Robot & Frank is a weird, winning little movie that explores what happens to the essential self as one's memory fades. Oh, and it's a heist picture. With robot butlers. I don't think I've ever seen anything quite like it.
A hulk of peevishness and lost purpose, Frank (Frank Langella) is a former - if not quite reformed - cat burglar. Long divorced and semi-estranged from his two grown children, he lives alone in upstate New York in what the film calls "the near future." His house is a mess, and his mind, it appears, is in a similar state of disarray. He often walks into town to have lunch at a long-closed diner - "I ate there last week," he puzzles anew, the disappointment always fresh - and he shoplifts from the chichi bath shop that's replaced it.

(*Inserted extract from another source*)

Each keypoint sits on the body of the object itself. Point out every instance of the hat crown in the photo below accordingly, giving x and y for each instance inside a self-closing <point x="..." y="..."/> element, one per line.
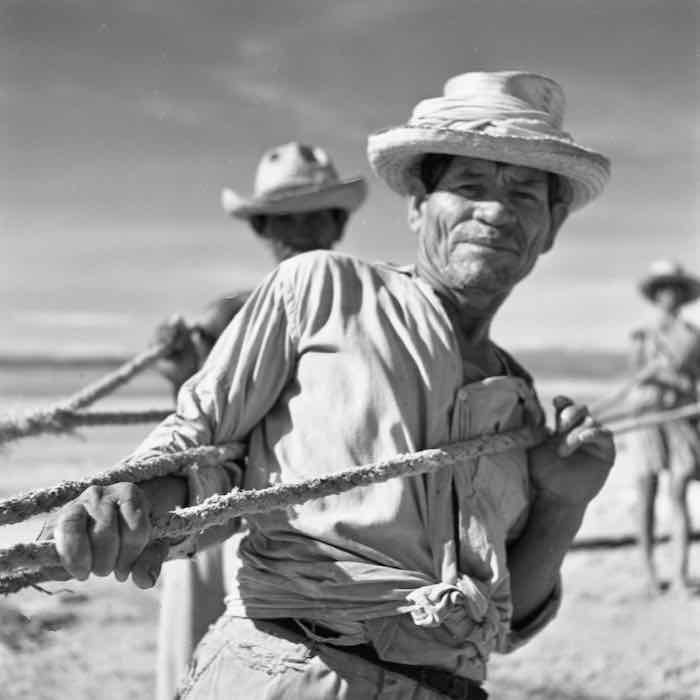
<point x="666" y="268"/>
<point x="293" y="165"/>
<point x="515" y="91"/>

When the proprietor screeches at him, "Who is responsible for you?" you have to wonder, who is responsible for Frank?
Soon enough, a robot (voiced by Peter Sarsgaard) becomes the responsible party. It's actually a "health-care aide" Frank's son (James Marsden) brings in to monitor Frank's diet and restore order to his days. At first Frank can't stand the thing - a bit of a clunker, it looks like a life-size Lego Stormtrooper, and it's always nattering about organic greens - but then Frank figures out that it would make one heck of an accomplice in his newest breaking-and-entering scheme.
Robot & Frank doesn't dwell upon its futuristic setting. The technology on display, including a library-helper robot ostensibly modeled after a file cabinet on wheels, has a charming first-generation feel, and Francis and the Lights' score of original electronica recalls the "this-is-the-future!" soundscape of many '80s movies and their goofily dated-looking hovercrafts and ray guns. This movie's future is less a setting than a thematic concern of Christopher D. Ford's nuanced script: The robot gives lost-in-the-past Frank a reason to look forward to tomorrow.